Adabüs Azmanbüs'e karşı

Tilda LEVİ Köşe Yazısı
26 Haziran 2024 Çarşamba

Büyükbabamın bir lafı vardı; insanlar ikiye ayrılır, berri tipler (karacı) ve bahri tipler (denizci). Yeşilliği çok sevmekle beraber deniz olmayan bir yerde yaşayabileceğimi sanmıyorum.

Kurban Bayramı tatilinin on güne uzatılması yurt içi turizmine yaradı. Amaç da oydu zaten.
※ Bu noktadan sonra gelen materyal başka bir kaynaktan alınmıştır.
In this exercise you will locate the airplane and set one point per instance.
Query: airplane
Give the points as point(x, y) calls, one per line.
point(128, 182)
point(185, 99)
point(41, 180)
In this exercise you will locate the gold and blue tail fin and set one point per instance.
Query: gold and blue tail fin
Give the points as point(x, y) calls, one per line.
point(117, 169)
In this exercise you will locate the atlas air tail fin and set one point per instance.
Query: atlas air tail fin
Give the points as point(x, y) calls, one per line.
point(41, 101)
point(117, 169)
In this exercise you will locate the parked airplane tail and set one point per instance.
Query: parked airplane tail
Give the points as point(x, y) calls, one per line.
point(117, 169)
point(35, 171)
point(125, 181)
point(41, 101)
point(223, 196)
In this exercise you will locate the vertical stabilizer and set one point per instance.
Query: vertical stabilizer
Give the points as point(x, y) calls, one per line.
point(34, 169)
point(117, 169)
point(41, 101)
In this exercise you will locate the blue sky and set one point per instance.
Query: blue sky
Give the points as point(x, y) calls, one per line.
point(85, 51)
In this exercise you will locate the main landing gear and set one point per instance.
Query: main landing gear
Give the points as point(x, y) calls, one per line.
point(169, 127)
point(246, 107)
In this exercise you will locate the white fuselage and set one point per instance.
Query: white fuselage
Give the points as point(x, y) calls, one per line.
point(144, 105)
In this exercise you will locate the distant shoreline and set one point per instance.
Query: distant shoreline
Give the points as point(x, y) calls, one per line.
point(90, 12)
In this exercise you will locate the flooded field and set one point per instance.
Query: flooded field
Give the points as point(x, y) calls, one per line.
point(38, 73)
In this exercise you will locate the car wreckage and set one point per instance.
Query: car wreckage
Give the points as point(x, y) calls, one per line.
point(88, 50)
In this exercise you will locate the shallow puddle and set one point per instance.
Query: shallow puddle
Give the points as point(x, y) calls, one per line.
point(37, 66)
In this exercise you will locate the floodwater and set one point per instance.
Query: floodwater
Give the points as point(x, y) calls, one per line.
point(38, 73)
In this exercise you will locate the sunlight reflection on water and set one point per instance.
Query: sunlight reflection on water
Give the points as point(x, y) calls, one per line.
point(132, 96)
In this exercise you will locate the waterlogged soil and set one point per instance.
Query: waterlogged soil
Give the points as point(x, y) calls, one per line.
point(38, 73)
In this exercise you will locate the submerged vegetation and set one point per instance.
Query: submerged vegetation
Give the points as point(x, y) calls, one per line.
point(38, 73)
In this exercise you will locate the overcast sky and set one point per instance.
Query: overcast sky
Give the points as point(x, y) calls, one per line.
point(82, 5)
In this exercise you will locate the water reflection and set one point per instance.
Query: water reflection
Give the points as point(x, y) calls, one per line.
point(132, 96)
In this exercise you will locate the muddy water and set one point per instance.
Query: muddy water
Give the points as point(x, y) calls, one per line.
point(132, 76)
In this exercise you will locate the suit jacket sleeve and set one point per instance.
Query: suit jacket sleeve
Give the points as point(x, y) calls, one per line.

Yurtdışına gitmeyi seçenler içinse Yunanistan en çok tercih edilenler arasındaydı. Nedeni ise çok açıktı. Yunan adalarında hizmet sektörü, hijyen ve en önemlisi fiyatların çok uygun oluşuydu.

Yunan adalarına vizesiz girişte yaşanan izdiham turizm acentelerimizin açıkgözlülüğünden kaynaklandı. Kotanın dolması üzerine gelenler sınırdan geri çevrildi. İlkeleri, hizmet verebilecekleri sayıda kişiyi kabul etmekti. Kurallar gerektiği gibi uygulanınca işler de düzgün yürüyor.

***

Bayram süresince Büyükada’da değildim. Bir süre öncesinde Kent Konseyi’nin bahçesinde Adalar Belediye Başkanı, Kaymakam ve İETT Müdürü ada halkıyla bir toplantı düzenledi. En çok üzerinde tartışılan konu, ulaşım sorunuydu. Hiçbir mantığa sığmayan, iki adet ‘azmanbüs’ün Ada’ya gelmesi büyük tepkilere neden oldu. Sonuçta başta İETT sorumlusu olmak üzere ‘azmanbüs’lerin devreye girmeyeceği sözü verildi.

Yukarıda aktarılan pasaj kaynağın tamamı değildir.